Let’s first focus on the distribution of sentence’s length for each age group. As we can see from the box plots below, when aging, people generally write longer sentences. There is no particular studies about this finding. But based on a reporthttps://www.health.harvard.edu/mind-and-mood/how-memory-and-thinking-ability-change-with-age from Harward university, two reaons might be related to this phenomenon. First, people’s brain degenerates as aging, and as a result, people can’t think of precisely the word they are looking for. So, they use longer sentence to express themselves since they can’t think out some of the “precise” words when writing. Second,the branching of dendrites in people’s brain increases when aging, and connections between distant brain areas strengthen. This means people’s brain becomes better at seeing the entire forest and worse at seeing the leaves with age.Thus, older people might write a longer sentence since they tend to show the whole picture.
Second, let’s focus on the content of our data set. As we can see from the wordcloud below, the following terms frequently appear in people’s words about happiness:friend,family,played,daughter,son, watched,wife,games,etc. It seems like most of the significant words can be allocated into two groups: One is family group(e.g. son,daughter and other family memebrs), the other is personal life group(e.g.game,play,bought).

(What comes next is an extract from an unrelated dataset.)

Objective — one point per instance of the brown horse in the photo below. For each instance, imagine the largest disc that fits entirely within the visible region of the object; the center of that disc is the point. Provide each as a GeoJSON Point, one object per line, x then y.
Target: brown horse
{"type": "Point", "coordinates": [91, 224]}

Next, let’s focus on what are the differences of happiness among different age groups. In this part, we apply tf-idf for analysis. tf-idf is a numerical statistic that is intended to reflect how important a word is to a document in a collection or corpus.It is the product of two statistics, term frequency and inverse document frequency. The four graphes below show the results of the tf-idf analysis. As we can see, for people below 20 years old, things that make them happy are related to the following words: marriage,bros,GPA,passed,ups(may be buy something). A big proportion of their happiness is related to their personal life. In contrast, for people above 50 years old, daughter, husband, son,wife, are the top 4 significant words for them. If we see these four graphes together, people care more and more about family when aging.
In this part, we apply another method called Latent Dirichlet allocation(LDA) for analysis. LDA is is a generative statistical model that allows sets of observations to be explained by unobserved groups that explain why some parts of the data are similar. Based on our previous analysis, we find that people’s happiness are generally realted to two things: their personal life and family memebrs. Thus,we set the number of topics equals to 2 for LDA analysis. The two graphes below show the top 10 terms that are most common within each topic. As we can see, graph 1(topic1) has a higher probabiliy of generating the word:family. It also has a higher probability of generating the word: son. Thus, topic1 may represent the topic about family. For graph 2(topic2),it has a higher probabily of generating the words: school, job,gam, which means topic 2 may represnt the topic about personal life. Based on these findins,in next part we will explore the weight of each topic in different agegroups.
The scatter plot below shows the weight of these two topics in each agegroup.As we can see, as the age increases, the points get closer and closer to topic2. This means the proportion of family in people’s happiness get increased when aging. Our findings in this part confirms the results from tf-idf.
Based on the website senior.com, the following reasons can be explained why people care more on family when aging. 1. Retirement is a major disruption to seniors’ social lives and it is particularly challenging for older adults to make friends. 2.Strong family relationships give seniors a stable and much-needed support system as age makes them increasingly vulnerable.
By analyzing the corpus of 100,000 crowd-sourced from Amazon, we get the following results in our analysis. 1. People generally write longer sentences as they get older.
2.Based on our corpus, we find if we do not distinguish by age groups,the following things are the main scources of happiness:Friend, Birthday, Game, School, Buy, love, talk, completed(something), movie and family members.